Yes, since the contrast is still there while the CT is being done then it would be read as with contrast. As long as you do not charge for it.


----------



## cswift (Aug 22, 2011)

Great! Thank you so much!


----------



## donnajrichmond (Aug 22, 2011)

jgf-CPC said:


> Since they will be looking at the CT with the contrast injected by the discogram you would charge a CT with contrast but not for the contrast itself since it was injected during the discogram. Hope that makes sense and helps!

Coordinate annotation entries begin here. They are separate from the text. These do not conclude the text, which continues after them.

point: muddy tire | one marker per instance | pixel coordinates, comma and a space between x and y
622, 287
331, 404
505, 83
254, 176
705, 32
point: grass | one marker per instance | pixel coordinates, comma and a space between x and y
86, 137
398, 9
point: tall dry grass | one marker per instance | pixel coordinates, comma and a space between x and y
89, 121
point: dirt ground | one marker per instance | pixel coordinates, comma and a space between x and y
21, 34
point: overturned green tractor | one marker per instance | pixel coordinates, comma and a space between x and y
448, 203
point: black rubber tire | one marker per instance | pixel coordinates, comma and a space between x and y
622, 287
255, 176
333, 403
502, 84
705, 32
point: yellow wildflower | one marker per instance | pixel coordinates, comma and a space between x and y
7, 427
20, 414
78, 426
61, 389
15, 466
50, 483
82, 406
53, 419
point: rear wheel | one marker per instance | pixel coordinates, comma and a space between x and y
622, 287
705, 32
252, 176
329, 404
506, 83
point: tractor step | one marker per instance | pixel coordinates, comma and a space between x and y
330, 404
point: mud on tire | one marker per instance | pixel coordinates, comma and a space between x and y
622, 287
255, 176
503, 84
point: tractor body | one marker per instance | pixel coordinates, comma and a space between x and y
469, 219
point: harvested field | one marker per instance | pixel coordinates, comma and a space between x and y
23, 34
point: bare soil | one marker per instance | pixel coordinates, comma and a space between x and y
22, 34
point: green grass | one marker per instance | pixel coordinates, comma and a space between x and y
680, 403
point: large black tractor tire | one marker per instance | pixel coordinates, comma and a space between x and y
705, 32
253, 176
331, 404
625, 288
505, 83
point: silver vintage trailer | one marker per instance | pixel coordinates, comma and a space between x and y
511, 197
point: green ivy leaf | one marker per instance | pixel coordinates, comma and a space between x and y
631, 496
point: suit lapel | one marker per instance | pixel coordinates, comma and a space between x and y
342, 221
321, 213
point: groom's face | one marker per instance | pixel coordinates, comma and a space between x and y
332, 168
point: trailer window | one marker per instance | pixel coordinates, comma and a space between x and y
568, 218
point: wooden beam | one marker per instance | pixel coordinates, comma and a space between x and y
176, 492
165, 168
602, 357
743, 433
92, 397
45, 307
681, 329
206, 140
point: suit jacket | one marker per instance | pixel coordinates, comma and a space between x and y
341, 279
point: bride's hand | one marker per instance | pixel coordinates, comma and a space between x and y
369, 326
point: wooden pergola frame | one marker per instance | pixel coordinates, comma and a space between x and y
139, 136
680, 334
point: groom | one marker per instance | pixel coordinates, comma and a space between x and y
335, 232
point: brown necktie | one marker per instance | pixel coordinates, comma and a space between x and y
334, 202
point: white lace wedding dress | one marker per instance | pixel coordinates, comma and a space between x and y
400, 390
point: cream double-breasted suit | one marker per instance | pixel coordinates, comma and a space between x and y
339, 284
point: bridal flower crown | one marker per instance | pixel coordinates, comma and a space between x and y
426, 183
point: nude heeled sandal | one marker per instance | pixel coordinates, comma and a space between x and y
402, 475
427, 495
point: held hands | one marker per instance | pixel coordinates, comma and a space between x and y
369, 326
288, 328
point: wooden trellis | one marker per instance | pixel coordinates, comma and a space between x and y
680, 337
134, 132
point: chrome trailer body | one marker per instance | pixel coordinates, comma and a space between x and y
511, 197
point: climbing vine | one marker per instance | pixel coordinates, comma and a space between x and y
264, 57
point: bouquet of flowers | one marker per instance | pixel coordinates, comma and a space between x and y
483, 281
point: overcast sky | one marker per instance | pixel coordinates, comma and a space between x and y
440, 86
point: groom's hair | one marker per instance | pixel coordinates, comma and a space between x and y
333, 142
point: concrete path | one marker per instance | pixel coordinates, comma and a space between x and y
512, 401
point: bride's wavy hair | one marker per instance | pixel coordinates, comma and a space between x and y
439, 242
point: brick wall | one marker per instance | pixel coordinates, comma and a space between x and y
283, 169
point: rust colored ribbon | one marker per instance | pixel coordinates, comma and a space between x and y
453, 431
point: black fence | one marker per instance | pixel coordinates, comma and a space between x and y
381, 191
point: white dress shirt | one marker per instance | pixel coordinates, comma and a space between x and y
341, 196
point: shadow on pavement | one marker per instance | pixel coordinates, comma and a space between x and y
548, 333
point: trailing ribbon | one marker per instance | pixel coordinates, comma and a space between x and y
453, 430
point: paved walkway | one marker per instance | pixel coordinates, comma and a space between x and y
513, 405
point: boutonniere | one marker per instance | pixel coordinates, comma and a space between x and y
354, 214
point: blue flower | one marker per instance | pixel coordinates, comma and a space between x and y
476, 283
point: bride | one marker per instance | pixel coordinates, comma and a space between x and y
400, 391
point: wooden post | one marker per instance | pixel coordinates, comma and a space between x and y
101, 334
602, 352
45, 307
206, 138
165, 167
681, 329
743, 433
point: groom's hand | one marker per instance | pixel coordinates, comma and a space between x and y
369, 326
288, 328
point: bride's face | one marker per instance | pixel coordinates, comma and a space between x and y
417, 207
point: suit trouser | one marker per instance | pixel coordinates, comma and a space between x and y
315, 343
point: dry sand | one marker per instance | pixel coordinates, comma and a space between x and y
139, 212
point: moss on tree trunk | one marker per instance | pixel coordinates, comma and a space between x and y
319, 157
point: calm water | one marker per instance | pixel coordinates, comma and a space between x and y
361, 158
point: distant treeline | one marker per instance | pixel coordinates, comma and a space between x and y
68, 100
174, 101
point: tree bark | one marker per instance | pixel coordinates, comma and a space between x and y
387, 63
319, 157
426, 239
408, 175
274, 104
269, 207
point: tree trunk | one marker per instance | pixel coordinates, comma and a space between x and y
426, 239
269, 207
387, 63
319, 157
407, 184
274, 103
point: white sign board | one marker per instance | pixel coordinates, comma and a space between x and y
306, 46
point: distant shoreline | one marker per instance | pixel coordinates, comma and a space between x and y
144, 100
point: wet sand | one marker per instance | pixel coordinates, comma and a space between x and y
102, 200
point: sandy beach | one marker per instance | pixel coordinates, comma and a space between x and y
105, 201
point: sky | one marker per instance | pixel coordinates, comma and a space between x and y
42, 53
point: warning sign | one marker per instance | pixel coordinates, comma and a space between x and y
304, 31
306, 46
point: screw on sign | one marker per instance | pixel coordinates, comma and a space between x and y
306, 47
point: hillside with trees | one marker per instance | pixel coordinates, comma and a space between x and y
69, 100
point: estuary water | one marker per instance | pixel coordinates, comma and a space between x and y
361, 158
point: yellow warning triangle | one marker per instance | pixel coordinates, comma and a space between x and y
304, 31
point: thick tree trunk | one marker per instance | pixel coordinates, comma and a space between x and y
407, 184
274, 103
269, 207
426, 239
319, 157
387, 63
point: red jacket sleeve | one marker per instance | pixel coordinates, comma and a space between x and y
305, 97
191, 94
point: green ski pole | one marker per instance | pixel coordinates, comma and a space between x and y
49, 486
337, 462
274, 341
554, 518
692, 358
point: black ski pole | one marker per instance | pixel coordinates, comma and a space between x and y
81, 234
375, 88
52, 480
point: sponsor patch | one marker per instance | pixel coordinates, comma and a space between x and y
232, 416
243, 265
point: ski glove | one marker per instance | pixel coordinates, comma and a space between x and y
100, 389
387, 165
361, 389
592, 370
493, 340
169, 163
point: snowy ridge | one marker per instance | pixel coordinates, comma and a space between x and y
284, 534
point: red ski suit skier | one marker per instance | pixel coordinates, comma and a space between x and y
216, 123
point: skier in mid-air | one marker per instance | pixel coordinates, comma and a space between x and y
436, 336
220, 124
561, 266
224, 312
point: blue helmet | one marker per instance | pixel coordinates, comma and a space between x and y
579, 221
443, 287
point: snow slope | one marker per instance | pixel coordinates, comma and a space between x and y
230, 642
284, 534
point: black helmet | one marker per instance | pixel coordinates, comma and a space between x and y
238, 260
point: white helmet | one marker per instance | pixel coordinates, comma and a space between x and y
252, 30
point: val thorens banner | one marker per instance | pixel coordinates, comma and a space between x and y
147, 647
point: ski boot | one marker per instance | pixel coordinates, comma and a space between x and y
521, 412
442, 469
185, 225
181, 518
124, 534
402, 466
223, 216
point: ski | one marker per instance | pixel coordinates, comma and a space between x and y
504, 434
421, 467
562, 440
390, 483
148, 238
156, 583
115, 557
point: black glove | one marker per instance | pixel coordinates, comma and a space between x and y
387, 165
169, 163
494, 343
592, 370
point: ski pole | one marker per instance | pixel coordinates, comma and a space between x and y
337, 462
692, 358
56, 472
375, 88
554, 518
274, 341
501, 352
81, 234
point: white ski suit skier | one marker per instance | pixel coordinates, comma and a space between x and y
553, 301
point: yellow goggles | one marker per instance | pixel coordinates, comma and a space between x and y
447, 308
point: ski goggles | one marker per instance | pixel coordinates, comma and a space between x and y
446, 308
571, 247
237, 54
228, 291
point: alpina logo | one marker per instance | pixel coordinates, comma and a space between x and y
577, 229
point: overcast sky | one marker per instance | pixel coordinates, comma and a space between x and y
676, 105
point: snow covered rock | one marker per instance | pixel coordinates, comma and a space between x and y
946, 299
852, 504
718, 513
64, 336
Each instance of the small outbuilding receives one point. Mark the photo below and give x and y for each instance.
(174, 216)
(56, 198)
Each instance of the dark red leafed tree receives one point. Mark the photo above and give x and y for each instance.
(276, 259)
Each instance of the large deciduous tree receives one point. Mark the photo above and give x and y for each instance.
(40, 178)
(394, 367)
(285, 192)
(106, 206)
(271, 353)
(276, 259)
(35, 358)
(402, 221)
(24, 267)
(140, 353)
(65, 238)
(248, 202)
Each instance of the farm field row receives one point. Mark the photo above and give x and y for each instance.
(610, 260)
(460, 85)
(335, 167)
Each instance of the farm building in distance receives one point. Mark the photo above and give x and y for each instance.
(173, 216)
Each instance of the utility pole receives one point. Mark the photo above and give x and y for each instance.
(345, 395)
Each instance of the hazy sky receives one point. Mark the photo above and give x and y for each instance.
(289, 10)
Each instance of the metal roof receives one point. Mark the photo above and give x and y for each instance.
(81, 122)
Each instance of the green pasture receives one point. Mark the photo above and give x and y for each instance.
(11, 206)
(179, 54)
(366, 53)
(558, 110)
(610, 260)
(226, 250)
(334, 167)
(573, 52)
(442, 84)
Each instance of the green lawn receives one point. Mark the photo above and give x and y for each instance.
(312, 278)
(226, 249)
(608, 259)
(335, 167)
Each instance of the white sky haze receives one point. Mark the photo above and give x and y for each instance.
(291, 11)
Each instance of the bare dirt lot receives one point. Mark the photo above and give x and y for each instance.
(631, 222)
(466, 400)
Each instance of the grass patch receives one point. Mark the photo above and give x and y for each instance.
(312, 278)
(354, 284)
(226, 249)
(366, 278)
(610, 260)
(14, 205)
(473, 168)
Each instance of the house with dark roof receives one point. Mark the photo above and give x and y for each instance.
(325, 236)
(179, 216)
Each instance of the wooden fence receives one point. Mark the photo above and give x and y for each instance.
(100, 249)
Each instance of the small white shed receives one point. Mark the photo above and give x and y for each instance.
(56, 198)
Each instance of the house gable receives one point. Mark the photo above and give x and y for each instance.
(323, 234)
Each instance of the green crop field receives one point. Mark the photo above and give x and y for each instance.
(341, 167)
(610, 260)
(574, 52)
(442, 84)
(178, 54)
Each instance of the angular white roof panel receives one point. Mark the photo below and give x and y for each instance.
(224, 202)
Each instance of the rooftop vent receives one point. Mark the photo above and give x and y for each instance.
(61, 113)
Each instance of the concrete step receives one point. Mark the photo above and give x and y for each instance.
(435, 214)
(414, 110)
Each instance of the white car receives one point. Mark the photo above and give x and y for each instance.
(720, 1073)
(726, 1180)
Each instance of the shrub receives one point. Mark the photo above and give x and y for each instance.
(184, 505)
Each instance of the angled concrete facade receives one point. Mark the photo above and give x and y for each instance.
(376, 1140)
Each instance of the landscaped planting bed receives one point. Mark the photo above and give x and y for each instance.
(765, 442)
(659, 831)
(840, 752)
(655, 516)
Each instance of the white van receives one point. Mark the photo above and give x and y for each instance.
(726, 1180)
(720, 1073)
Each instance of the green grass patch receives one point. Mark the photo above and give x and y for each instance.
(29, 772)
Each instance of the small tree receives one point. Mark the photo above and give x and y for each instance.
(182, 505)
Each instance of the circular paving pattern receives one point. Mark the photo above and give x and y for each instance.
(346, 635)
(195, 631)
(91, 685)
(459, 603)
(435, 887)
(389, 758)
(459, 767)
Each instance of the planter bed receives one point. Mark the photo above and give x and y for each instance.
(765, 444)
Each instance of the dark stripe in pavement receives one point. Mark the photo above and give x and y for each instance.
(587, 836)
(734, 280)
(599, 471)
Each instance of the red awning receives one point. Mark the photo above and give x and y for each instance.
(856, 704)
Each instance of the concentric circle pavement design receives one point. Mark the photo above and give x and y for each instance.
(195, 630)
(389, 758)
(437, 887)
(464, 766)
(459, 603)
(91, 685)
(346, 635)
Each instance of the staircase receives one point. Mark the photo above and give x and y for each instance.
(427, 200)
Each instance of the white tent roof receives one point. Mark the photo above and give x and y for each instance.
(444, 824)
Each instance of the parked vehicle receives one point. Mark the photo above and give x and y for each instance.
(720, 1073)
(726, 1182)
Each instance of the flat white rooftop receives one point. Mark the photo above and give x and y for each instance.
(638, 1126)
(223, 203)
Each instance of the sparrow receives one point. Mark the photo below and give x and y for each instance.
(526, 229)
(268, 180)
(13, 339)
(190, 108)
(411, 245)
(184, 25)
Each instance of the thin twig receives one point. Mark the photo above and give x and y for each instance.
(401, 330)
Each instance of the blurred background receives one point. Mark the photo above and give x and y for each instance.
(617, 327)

This is incorrect.  The guidelines in CPT for contrast usage (beginning of Radiology section) are quite clear that to be considered a "with contrast" CT or MRI, the contrast must be injected IV, intrathecally or intra-articularly.  Contrast for a diskogram does not meet any of those - it is injected intradiscally.  Therefore the CT is "without contrast".


----------



## jgf-CPC (Aug 22, 2011)

I hope this clarifies my explanation of the contrast being there during the CT:

Needles are inserted through the back into the disc near the suspect area, guided by fluoroscope imaging. Fluid is then injected to pressurise the disc, any pain responses are recorded.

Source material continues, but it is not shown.